We are seeing a welcome shift in the marketing world - a move away from trying to capture customers by shouting at them with ads and commercials, and a move toward gaining fans by creating simply excellent content. Certainly we are still inundated with traditional "interruption marketing" (to borrow the term from Seth Godin) in magazines and newspapers, on tv and billboards and the Internet. But more and more marketers are letting great content speak for itself. They are doing and creating remarkable things that get people talking. (To learn more, read Seth Godin's Purple Cow, if you haven't already.)

I think the rise of smartphone apps and customer-created media (a la YouTube) has aided this trend toward remarkable content. Marketers are communicating via things that can be enjoyed as entertainment even without a brand message.

There is Gillete's uArt iPhone app that lets you add facial hair to a photo of yourself, then shave it into designs of your choice. There is the microsite for Coke Zero, which is really a video game in disguise. And how many company-created YouTube video phenomena do we see now? Like the Frosty Posse from Wendy's.

I see this trend, and I like it. This model inspires us to deeper levels of creativity. It makes me wonder whether we will soon see a huge reinvention of traditional advertising, such that we no longer see magazine ads and billboards and tv commercials as we have them today. Instead, will we see pure content - art, music, videos, games, short stories, poetry, etc. - "sponsored" by companies? For example, instead of tv commercials between our programmed viewing, will we see fun, 60-second short films with a simple, one-line message at the end: "brought to you by [insert brand name here]"?

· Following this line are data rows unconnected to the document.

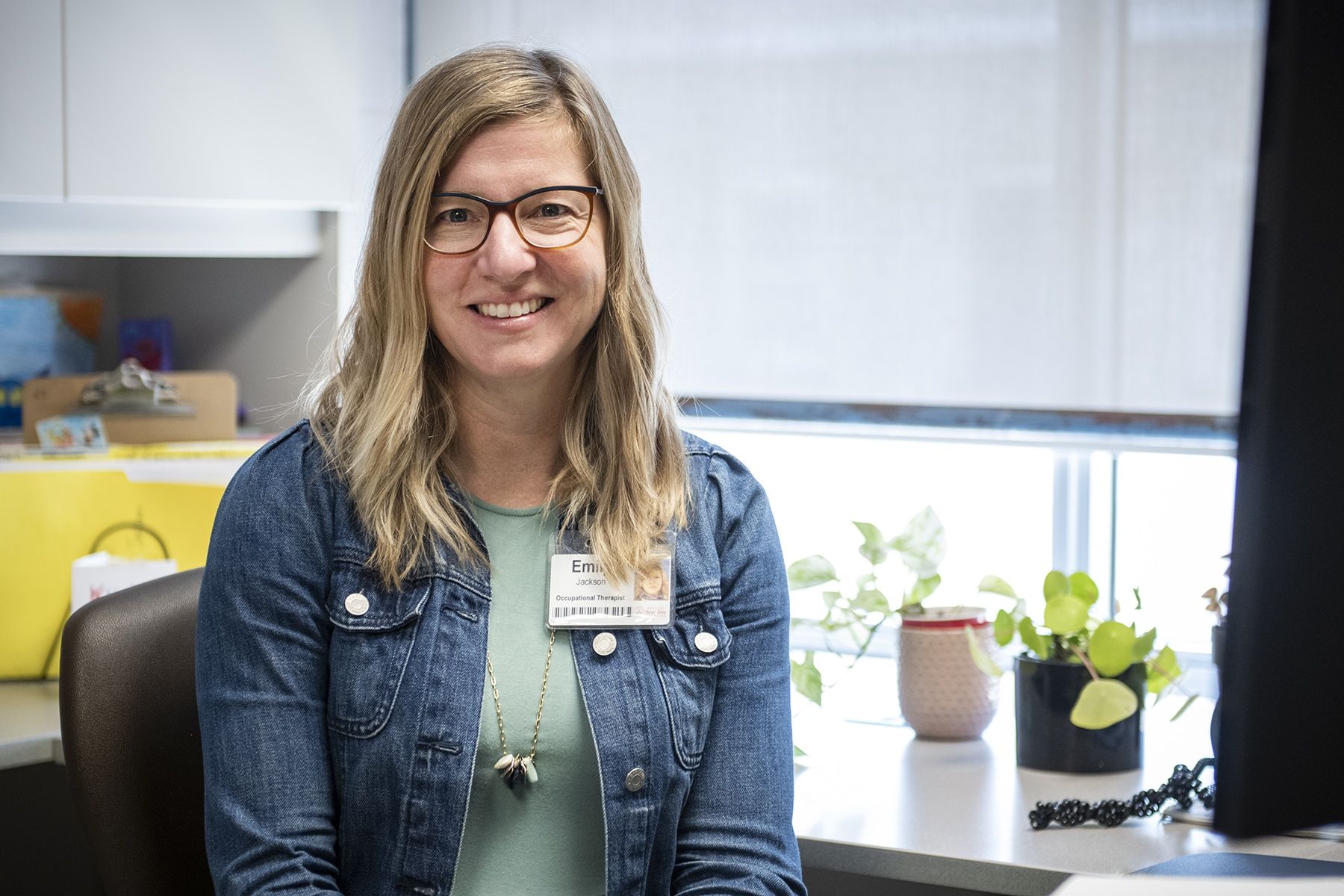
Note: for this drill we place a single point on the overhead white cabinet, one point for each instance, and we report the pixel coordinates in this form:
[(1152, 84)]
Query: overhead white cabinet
[(250, 102), (30, 100)]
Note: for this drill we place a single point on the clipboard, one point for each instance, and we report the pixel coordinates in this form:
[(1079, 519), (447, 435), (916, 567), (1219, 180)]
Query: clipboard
[(211, 394)]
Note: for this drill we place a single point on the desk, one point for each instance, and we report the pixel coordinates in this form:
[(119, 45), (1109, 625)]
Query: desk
[(880, 802), (877, 801), (30, 723)]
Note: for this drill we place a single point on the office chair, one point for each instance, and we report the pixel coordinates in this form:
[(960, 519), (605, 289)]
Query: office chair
[(132, 742)]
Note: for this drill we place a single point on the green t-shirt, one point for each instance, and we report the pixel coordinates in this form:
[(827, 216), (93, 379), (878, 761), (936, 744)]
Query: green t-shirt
[(547, 837)]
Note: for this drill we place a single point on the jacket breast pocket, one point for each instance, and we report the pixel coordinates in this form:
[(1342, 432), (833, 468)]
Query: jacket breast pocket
[(687, 657), (373, 633)]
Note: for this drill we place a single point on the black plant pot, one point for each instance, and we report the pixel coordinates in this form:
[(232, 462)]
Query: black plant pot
[(1048, 691)]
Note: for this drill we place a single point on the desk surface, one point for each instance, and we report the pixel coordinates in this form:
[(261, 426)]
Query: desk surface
[(30, 723), (878, 801)]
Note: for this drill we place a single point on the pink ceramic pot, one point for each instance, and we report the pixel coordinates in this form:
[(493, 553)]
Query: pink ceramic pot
[(942, 692)]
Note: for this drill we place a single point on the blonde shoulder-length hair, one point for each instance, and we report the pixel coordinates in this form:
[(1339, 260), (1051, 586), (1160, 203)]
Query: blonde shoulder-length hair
[(382, 408)]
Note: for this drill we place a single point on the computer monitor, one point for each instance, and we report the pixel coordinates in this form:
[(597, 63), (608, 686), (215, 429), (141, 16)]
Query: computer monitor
[(1280, 747)]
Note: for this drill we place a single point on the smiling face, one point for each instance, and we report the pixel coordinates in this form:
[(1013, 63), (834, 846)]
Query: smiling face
[(510, 314)]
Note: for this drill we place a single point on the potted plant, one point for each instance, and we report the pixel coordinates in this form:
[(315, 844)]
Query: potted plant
[(1081, 680), (942, 691)]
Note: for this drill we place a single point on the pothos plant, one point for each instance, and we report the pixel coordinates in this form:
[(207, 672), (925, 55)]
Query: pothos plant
[(856, 608), (1070, 633)]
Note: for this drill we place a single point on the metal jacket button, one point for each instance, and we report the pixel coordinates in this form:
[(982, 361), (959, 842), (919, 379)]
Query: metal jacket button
[(604, 644)]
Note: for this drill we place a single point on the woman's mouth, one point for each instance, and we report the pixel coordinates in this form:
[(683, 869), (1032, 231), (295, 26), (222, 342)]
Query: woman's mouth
[(511, 309)]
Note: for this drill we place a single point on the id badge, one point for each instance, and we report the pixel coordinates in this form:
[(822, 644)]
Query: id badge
[(581, 597)]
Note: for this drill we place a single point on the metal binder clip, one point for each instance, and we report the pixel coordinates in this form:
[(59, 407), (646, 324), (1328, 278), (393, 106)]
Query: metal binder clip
[(132, 390)]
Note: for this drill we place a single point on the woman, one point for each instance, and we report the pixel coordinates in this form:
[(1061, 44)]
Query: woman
[(383, 709)]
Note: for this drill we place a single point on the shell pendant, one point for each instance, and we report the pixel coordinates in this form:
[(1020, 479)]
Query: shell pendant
[(515, 768)]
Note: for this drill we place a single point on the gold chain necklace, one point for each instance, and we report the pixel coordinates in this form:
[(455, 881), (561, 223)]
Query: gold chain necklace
[(514, 768)]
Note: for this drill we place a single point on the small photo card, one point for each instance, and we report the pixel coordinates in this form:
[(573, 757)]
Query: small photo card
[(73, 435)]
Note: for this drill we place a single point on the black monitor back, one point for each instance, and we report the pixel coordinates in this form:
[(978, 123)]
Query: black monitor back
[(1283, 704)]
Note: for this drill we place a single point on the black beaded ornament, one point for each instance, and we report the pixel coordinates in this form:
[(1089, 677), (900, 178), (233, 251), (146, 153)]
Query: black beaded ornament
[(1108, 813)]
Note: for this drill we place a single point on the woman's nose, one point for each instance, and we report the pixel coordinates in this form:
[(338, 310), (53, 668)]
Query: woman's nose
[(504, 255)]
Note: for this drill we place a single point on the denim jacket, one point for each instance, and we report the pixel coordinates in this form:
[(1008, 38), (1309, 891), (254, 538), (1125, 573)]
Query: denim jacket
[(339, 747)]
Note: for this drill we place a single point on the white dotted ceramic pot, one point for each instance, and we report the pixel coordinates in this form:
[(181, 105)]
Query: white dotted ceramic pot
[(942, 692)]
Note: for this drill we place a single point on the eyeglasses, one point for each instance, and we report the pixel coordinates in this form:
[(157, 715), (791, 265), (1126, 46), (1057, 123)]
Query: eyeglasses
[(546, 218)]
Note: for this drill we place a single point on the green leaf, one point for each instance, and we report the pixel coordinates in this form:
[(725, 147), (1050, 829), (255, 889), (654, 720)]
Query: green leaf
[(924, 544), (1186, 706), (1163, 671), (1082, 586), (994, 585), (979, 656), (1066, 615), (871, 601), (874, 547), (921, 590), (809, 573), (1033, 640), (1144, 645), (1102, 704), (1112, 648), (806, 677)]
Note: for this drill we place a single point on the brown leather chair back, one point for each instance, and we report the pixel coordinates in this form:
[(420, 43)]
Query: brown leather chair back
[(132, 742)]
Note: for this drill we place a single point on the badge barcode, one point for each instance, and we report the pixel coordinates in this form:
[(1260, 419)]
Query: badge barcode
[(562, 613)]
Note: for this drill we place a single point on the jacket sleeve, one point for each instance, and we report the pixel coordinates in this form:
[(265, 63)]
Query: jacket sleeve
[(735, 836), (262, 635)]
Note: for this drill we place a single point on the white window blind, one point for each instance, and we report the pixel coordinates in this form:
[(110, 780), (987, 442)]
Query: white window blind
[(969, 203)]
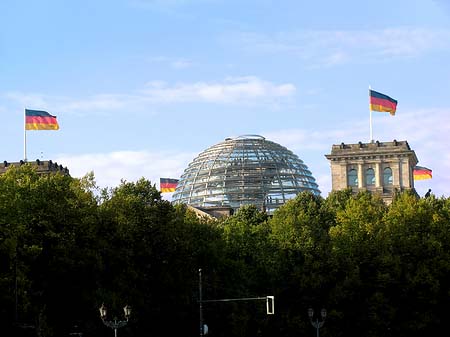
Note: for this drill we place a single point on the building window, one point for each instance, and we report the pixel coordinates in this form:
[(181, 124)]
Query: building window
[(370, 177), (352, 178), (387, 176)]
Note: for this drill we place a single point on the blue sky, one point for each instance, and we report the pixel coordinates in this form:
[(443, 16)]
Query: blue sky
[(141, 87)]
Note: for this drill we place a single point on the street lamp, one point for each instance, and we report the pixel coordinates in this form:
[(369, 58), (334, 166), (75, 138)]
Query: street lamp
[(115, 324), (316, 323)]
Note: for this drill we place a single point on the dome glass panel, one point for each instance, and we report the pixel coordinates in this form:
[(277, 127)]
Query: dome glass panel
[(247, 170)]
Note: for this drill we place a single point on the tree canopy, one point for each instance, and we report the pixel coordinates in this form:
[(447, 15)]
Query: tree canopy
[(65, 249)]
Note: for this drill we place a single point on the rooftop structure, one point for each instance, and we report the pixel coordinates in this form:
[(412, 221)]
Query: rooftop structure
[(377, 167), (246, 170)]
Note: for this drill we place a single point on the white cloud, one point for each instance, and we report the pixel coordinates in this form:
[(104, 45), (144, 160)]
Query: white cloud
[(232, 90), (329, 48), (110, 168)]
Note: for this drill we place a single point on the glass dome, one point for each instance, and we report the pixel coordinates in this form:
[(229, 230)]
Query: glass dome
[(247, 170)]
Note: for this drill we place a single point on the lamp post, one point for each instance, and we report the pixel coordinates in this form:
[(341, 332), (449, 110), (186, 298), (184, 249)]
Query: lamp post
[(115, 324), (316, 323)]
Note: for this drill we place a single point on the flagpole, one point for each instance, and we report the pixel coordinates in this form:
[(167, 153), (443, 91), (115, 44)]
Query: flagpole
[(370, 118), (24, 135)]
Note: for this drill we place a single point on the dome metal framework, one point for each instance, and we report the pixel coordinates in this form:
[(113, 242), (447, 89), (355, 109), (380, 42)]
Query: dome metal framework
[(246, 170)]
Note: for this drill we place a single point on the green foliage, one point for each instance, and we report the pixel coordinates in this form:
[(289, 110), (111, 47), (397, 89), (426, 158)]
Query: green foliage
[(379, 269)]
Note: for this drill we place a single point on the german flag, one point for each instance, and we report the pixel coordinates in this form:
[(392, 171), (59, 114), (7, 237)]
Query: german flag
[(40, 120), (382, 103), (422, 173), (167, 184)]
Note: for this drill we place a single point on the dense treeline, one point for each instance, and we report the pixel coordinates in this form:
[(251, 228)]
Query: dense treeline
[(67, 247)]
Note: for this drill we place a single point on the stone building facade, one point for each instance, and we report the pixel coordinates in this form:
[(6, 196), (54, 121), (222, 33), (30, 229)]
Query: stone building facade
[(377, 167)]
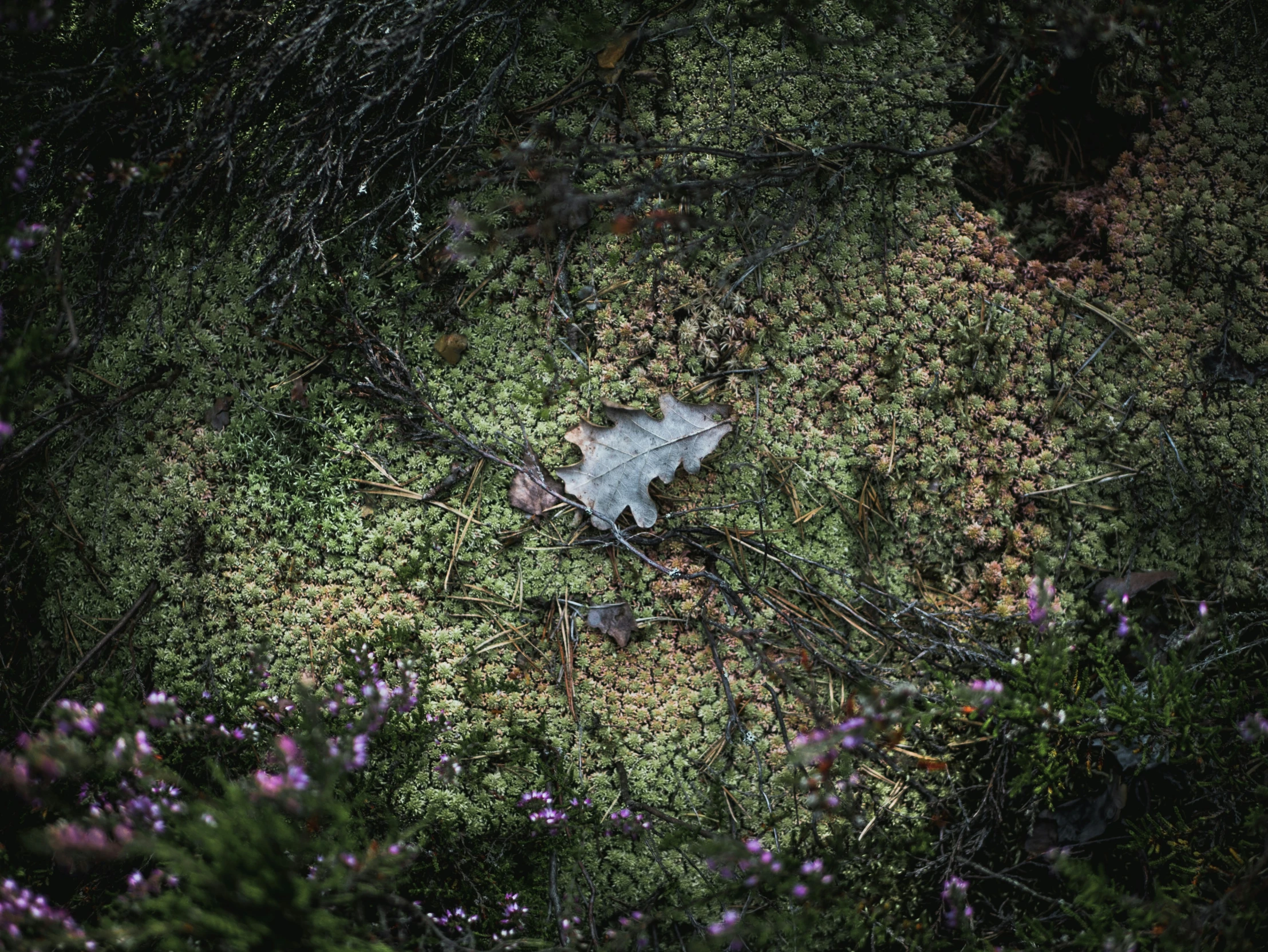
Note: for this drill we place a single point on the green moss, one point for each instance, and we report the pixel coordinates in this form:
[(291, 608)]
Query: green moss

It would be as if advertising (at least tv and radio) were coming full-circle, returning to the soap opera model. Soap operas got their name because a consumer products company (i.e. Procter & Gamble, who may have been the first?) would sponsor the radio or tv show. They would promote their cleaning products (i.e. Ivory soap); hence the name. If we see more pure content coming from marketers, it will be like a return to our roots.

Regardless, it will be interesting to see where advertising heads in the future. With the rise of the Internet and other "new" media, there has been talk of whether traditional advertising is on its way out. I can still see television, print, and radio ads as having a place alongside (instead of being replaced by) interactive, social media, viral marketing, etc. But these traditional advertising media may look very different in just 5-10 years than they do now.